Pasangan Jokowi-Ahok dinyatakan sebagai pemenang Pilgub DKI oleh lembaga survey yang bekerjasama dengan media elektronik atau media massa. Mereka belum menjadi pemenang Pilgub DKI menurut KPU DKI, setelah KPU melakukan penghitungan atas suara sah. Namun demikian puja-puji sudah terlontar, kehebatan baik yang rasional maupun irrasional terlontar ke publik. Dengan pensimbolan semut melawan gajah, akhirnya seperti yang terjadi dalam permainan anak-anak, semut selalu tampil mengalahkan gajah.
Kemenangan didasarkan pada hasil penghitungan cepat oleh lembaga survey mendorong para pendukungnya untuk melakukan selebrasi.
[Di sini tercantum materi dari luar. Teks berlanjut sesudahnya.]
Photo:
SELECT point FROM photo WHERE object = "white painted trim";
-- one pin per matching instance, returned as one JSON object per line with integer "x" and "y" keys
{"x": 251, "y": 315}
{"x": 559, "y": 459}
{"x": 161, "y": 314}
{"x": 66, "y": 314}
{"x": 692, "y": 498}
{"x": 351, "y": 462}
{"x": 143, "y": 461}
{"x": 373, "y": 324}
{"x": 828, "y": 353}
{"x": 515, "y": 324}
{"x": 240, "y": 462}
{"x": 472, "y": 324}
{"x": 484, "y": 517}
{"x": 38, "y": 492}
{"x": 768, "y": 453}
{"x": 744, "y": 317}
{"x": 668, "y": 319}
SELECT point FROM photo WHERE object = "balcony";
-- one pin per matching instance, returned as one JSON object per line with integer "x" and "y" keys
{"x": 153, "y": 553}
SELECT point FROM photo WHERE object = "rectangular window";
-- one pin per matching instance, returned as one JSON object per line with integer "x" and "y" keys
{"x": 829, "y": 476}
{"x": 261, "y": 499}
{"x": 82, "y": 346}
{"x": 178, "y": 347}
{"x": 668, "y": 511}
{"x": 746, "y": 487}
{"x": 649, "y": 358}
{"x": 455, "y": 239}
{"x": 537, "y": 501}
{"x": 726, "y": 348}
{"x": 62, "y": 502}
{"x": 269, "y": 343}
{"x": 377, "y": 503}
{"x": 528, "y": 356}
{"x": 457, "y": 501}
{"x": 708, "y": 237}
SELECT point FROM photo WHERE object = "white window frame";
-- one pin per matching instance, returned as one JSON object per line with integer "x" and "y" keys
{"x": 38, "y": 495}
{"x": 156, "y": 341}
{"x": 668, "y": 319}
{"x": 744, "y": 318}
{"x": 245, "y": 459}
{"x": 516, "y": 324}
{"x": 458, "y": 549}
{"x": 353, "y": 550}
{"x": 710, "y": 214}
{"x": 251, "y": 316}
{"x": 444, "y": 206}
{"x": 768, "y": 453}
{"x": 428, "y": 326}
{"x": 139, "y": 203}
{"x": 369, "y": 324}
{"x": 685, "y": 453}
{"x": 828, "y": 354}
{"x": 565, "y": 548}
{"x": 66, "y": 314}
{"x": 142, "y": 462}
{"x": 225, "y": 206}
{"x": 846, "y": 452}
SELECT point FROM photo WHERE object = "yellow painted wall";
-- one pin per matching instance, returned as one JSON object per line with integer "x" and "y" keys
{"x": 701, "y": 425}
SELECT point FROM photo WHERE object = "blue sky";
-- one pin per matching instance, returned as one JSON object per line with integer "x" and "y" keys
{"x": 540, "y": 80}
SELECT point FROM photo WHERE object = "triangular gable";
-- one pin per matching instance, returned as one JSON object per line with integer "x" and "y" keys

Selebrasi yang dilakukan dalam aneka bentuk, namun semangat kemenangan menjadi eforia bagi para pendukung pasangan 'kotak-kotak' tersebut. Meski belum resmi, publik (pendukung pasangan Jokowi-Ahok) dapat memberikan penafsiran atas hasil penghitungan cepat tersebut. Kemenangan ini tidak boleh mendorong Jokowi-Ahok menjadi dumeh (mentang-mentang). Ini berlaku bagi publik pendukungnya. Dumeh akan menyuburkan benih kebencian bagi Jokowi-Ahok apabila kemudian sudah resmi dinyatakan sebagai pemenang Pilgub DKI oleh KPU.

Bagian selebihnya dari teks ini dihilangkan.